The OpenTelemetry web SDK doesn't have a determined availability timeline. We're likely several years away from a browser SDK that is a viable alternative to the Application Insights JavaScript SDK.

Can I test OpenTelemetry in a web browser today?

The OpenTelemetry web sandbox is a fork designed to make OpenTelemetry work in a browser. It's not yet possible to send telemetry to Application Insights. The SDK doesn't define general client events.

Is running Application Insights alongside competitor agents like AppDynamics, DataDog, and NewRelic supported?

This practice isn't something we plan to test or support, although our Distros allow you to export to an OTLP endpoint alongside Azure Monitor simultaneously.

Can I use preview features in production environments?

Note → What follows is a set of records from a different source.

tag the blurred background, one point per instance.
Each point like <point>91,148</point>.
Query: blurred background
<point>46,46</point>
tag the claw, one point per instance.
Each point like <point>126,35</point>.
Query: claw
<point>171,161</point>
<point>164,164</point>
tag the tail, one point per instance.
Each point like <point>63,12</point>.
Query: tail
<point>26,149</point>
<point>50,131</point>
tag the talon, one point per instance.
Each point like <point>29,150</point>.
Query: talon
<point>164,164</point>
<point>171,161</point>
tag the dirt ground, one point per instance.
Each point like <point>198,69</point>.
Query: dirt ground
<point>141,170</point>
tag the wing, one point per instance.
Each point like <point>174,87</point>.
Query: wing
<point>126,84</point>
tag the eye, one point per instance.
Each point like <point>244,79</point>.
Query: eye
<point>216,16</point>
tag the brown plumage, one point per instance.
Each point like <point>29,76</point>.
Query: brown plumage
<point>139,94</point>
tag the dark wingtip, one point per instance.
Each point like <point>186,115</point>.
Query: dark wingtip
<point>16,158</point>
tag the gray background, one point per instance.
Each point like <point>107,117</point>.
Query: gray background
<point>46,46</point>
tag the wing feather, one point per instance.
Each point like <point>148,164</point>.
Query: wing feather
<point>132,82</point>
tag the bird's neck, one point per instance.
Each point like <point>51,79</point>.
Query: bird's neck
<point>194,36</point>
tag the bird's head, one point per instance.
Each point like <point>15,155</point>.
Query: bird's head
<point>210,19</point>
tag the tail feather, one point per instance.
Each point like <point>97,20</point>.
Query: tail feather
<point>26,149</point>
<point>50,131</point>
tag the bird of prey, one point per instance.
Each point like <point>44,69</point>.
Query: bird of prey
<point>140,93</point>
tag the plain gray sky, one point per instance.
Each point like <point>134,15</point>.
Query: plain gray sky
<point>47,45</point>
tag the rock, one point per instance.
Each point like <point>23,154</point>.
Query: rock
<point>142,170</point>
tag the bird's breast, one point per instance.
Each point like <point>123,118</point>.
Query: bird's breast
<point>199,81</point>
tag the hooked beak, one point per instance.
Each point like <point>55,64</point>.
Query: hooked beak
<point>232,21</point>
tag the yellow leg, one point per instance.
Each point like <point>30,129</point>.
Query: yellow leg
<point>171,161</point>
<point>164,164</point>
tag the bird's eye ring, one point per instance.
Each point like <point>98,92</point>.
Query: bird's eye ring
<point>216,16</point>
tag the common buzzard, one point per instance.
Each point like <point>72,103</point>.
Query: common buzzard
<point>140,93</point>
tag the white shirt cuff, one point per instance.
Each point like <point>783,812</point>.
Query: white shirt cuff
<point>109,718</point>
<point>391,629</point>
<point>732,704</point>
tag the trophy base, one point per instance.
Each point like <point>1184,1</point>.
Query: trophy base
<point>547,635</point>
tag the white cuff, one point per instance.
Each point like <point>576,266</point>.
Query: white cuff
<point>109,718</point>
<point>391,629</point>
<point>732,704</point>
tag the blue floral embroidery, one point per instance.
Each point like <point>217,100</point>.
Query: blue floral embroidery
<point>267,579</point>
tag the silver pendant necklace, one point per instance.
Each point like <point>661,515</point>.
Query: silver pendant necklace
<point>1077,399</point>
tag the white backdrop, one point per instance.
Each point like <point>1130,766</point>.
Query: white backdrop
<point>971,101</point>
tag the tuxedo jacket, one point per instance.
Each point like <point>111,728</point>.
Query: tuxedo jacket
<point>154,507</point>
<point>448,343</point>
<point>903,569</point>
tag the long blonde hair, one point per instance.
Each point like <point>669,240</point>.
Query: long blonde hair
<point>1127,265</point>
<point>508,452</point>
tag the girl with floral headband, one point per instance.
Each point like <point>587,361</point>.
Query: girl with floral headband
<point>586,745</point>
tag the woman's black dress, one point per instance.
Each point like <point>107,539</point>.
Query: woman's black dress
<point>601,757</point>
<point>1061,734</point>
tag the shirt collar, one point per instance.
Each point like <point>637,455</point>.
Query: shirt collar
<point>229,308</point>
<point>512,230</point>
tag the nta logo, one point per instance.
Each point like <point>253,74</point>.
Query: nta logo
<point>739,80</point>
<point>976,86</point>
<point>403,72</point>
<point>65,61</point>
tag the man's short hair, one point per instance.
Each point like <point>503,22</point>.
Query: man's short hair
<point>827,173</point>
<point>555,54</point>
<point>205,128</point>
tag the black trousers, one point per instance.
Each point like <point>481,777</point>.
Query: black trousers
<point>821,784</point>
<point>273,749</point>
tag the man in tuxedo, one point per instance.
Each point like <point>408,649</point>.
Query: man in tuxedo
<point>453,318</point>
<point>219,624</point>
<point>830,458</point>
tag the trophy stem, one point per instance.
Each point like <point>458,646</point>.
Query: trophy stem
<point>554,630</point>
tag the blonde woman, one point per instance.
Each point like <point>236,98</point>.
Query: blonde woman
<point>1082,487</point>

We don't recommend it. See Supplemental terms of use for Microsoft Azure previews.

What's the difference between manual and automatic instrumentation?

See the OpenTelemetry Overview.

Can I use the OpenTelemetry Collector?

Some customers use the OpenTelemetry Collector as an agent alternative, even though Microsoft doesn't officially support an agent-based approach for application monitoring yet. In the meantime, the open-source community contributed an OpenTelemetry Collector Azure Monitor Exporter that some customers are using to send data to Azure Monitor Application Insights. This is not supported by Microsoft.

What's the difference between OpenCensus and OpenTelemetry?

OpenCensus is the precursor to OpenTelemetry. Microsoft helped bring together OpenTracing and OpenCensus to create OpenTelemetry, a single observability standard for the world. The current production-recommended Python SDK for Azure Monitor is based on OpenCensus. Microsoft is committed to making Azure Monitor based on OpenTelemetry.

In Grafana, why do I see Status: 500. Can't visualize trace events using the trace visualizer?

You could be trying to visualize raw text logs rather than OpenTelemetry traces.

In Application Insights, the 'Traces' table stores raw text logs for diagnostic purposes. They aid in identifying and correlating traces associated with user requests, other events, and exception reports. However, the 'Traces' table doesn't directly contribute to the end-to-end transaction view (waterfall chart) in visualization tools like Grafana.

With the growing adoption of cloud-native practices, there's an evolution in telemetry collection and terminology. OpenTelemetry became a standard for collecting and instrumenting telemetry data. In this context, the term 'Traces' took on a new meaning. Rather than raw logs, 'Traces' in OpenTelemetry refer to a richer, structured form of telemetry that includes spans, which represent individual units of work. These spans are crucial for constructing detailed transaction views, enabling better monitoring and diagnostics of cloud-native applications.